0

In pandas, I can successfully run the following:

def car(t)
    if t in df_a:
       return df_a[t]/df_b[t]
    else:
       return 0

But how can I do the exact same thing with spark dataframe?Many thanks!
The data is like this

df_a
a 20
b 40
c 60

df_b
a 80
b 50
e 100

The result should be 0.25 when input car(a)

6
  • What are you trying to compute? Commented Oct 18, 2016 at 13:35
  • I am using hadoop, just want to convert the code from pandas to spark Commented Oct 18, 2016 at 13:43
  • Yes but what does that function do, you should show the input and the output. Commented Oct 18, 2016 at 14:18
  • df_a contain the id, I run df_a.value_counts() before I run the code above. Commented Oct 18, 2016 at 16:01
  • Are you using Scala or Pyspark? Commented Oct 18, 2016 at 16:11

1 Answer 1

3

First you have to join both dataframes, then you have to filter by the letter you want and select the operation you need.

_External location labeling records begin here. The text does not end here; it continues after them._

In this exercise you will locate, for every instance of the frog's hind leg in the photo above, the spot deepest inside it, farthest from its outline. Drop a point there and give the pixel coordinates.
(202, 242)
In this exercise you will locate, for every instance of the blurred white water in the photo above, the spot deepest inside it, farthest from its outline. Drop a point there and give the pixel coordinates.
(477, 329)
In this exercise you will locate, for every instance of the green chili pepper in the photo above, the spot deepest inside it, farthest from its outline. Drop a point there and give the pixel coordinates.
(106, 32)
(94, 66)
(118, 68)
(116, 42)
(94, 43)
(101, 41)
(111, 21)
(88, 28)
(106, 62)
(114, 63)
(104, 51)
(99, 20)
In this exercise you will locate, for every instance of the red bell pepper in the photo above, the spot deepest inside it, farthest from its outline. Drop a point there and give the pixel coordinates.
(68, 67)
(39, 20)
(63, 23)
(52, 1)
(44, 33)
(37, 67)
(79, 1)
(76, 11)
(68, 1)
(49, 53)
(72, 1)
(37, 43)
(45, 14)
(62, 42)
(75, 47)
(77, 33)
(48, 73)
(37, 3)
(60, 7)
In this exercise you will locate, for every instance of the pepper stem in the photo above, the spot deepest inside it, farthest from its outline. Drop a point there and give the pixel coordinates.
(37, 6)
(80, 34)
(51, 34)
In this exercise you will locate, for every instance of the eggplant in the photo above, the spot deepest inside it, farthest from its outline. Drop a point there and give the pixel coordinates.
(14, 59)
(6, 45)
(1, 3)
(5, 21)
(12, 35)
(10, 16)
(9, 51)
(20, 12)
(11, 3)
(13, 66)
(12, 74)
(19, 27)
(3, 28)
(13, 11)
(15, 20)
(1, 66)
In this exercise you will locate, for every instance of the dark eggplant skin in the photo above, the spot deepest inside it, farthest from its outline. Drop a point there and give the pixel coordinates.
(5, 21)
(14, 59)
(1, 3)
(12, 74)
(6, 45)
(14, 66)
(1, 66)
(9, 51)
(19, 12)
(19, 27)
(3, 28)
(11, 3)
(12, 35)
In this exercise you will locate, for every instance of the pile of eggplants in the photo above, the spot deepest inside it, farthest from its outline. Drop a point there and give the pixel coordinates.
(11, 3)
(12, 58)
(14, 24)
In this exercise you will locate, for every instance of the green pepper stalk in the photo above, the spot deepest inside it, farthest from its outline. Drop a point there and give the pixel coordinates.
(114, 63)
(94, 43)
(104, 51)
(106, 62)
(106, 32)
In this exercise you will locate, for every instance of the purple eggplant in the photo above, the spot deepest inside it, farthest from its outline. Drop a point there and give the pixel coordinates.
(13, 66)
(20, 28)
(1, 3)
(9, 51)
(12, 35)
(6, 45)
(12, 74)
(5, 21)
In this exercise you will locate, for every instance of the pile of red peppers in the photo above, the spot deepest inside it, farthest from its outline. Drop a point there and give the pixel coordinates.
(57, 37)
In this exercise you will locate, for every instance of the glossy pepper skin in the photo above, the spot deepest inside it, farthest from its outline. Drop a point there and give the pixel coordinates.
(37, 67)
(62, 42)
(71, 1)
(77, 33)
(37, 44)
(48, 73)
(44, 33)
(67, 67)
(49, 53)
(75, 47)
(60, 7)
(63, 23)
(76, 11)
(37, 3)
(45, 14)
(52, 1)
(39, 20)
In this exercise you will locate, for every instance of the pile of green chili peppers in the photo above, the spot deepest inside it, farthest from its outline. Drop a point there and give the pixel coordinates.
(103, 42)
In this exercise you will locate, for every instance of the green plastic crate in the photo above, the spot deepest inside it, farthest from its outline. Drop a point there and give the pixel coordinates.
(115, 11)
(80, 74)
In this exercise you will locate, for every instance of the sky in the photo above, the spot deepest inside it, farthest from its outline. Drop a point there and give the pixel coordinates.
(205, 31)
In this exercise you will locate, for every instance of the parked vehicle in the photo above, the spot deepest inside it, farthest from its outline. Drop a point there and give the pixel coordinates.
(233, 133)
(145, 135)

df_a = sc.parallelize([("a", 20), ("b", 40), ("c", 60)]).toDF(["key", "value"])
df_b = sc.parallelize([("a", 80), ("b", 50), ("e", 100)]).toDF(["key", "value"])

def car(c):
  return df_a.join(df_b, on=["key"]).where(df_a["key"] == c).select((df_a["value"] / df_b["value"]).alias("ratio")).head()

car("a")

# Row(ratio=0.25)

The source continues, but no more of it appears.